It turns out that the state where a student attends school has a greater impact on how they learn than the school's location, size or sector, according to a blunt assessment of state-by-state results released by the Grattan Institute.
High-achieving students in Victorian secondary schools made three months less progress in numeracy than their peers in NSW.
But Victorian schools were the star performers when it came to supporting disadvantaged students, who made four months more progress than the national average from years 7 to 9.
“We need to continue to support disadvantaged students,” report co-author Peter Goss said. “We are doing a better job than other parts of the country.”
The report suggests Victoria and NSW should swap notes on how to accommodate students on the two ends of the spectrum.
It singles out Victoria’s early adoption of needs-based funding and its push to increase participation in early learning as key drivers behind the standout performance of its disadvantaged schools.
Meanwhile, NSW’s strong focus on policies for gifted and high-achieving students has lifted the performance of its advantaged schools, defined in the report as schools with a high socio-economic profile.
It argues this is a better measure of the value added by a school.
This measure is also the focus of the Gonski 2.0 review into school funding, which has a goal of delivering a year of improvement in results for every student every year.
The report also reveals that once a student’s socioeconomic circumstances are taken into account, there's little difference between state, independent and Catholic schools.
“Choosing by school sector isn’t going to help you much, if at all,” Dr Goss said.

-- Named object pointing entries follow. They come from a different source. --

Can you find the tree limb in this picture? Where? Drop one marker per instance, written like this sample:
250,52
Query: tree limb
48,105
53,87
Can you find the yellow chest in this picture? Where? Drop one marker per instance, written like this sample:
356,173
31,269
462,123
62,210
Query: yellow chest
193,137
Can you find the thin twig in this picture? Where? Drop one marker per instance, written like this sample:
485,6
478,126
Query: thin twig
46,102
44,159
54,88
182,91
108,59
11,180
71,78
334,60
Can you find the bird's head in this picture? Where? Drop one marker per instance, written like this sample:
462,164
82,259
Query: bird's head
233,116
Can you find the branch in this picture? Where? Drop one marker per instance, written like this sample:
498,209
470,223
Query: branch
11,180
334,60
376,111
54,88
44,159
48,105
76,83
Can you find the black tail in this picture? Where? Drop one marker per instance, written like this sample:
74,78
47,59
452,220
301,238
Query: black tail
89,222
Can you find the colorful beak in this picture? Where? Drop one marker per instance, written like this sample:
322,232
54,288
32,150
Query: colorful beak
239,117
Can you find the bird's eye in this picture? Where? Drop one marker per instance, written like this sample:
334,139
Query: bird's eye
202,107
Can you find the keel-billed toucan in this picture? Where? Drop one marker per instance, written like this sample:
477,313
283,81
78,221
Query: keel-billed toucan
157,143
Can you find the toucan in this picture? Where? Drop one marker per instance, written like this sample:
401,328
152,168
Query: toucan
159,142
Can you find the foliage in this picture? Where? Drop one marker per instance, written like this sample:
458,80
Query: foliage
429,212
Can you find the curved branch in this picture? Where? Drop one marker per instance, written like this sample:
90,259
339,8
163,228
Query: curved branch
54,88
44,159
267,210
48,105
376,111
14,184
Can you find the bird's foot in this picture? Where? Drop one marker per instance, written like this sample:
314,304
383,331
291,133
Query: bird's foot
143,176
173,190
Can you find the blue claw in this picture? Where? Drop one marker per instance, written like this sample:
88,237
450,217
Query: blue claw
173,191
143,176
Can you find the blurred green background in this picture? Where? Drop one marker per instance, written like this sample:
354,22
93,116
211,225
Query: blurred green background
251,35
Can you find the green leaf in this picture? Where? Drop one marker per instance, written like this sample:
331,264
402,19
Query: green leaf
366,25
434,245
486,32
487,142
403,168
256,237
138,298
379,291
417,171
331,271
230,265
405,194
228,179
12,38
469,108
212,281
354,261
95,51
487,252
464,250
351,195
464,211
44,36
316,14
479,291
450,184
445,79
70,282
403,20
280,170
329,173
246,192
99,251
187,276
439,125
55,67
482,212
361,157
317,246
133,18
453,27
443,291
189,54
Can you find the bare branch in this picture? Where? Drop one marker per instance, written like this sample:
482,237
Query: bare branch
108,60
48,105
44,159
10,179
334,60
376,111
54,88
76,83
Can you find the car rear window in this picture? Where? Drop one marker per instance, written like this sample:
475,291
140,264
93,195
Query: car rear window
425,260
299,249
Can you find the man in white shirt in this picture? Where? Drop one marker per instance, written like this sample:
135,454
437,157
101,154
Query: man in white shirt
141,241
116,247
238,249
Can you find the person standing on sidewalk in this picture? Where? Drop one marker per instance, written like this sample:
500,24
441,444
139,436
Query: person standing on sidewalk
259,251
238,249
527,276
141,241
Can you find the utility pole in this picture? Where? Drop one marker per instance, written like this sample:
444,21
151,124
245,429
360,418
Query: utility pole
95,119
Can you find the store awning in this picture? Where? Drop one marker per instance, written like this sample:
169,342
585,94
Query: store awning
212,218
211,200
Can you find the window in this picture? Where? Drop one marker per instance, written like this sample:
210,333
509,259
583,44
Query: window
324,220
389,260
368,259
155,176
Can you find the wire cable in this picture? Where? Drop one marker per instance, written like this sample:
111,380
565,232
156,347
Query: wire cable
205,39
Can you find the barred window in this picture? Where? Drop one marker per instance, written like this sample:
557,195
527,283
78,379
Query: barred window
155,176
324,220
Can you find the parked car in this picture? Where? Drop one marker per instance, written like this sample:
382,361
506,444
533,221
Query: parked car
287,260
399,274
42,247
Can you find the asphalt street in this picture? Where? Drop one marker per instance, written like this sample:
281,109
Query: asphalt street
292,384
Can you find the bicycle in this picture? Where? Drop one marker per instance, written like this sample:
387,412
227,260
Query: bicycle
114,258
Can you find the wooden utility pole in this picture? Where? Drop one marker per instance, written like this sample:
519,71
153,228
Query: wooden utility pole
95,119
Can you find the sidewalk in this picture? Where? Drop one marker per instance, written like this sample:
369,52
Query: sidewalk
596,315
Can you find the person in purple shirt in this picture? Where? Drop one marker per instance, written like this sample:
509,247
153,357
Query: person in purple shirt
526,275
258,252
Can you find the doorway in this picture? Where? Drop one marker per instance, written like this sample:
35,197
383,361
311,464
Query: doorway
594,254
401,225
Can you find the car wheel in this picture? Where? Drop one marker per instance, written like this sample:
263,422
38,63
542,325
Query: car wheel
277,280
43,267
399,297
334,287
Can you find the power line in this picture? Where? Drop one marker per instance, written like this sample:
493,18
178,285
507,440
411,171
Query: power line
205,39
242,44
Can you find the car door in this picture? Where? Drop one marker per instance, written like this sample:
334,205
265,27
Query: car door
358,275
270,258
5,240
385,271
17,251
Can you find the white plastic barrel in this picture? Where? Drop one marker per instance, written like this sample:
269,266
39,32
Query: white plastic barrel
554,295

On a national level, Australian students in low-achieving schools make only half the progress in numeracy from Year 7 to Year 9 as their peers in high-achieving schools, and 30 per cent less progress in reading.
Victorian Education Minister James Merlino said while he welcomed the report, it only covered data up until 2016, when the government's education state agenda kicked in.
"These reforms are clearly working," he said.
"2018 NAPLAN results show we are now leading the nation in the primary years, our Year 7 students were among the nation’s top performers and Victorian Year 9 students saw their results improve in four out of five testing areas.”
He said the government was working to lift results across the board and schools responded to the needs of all students, including those with higher abilities.
While the ACT is one of the country's star performers in NAPLAN achievement data, it's the worst performer when it comes to improvement.
"On a like-for-like basis, its students make two to three months less progress than the national average in both primary and secondary school," the report said.
And Northern Territory and Tasmanian schools, which are "perennially labelled as under-performers", achieve progress that is on par with similar interstate schools.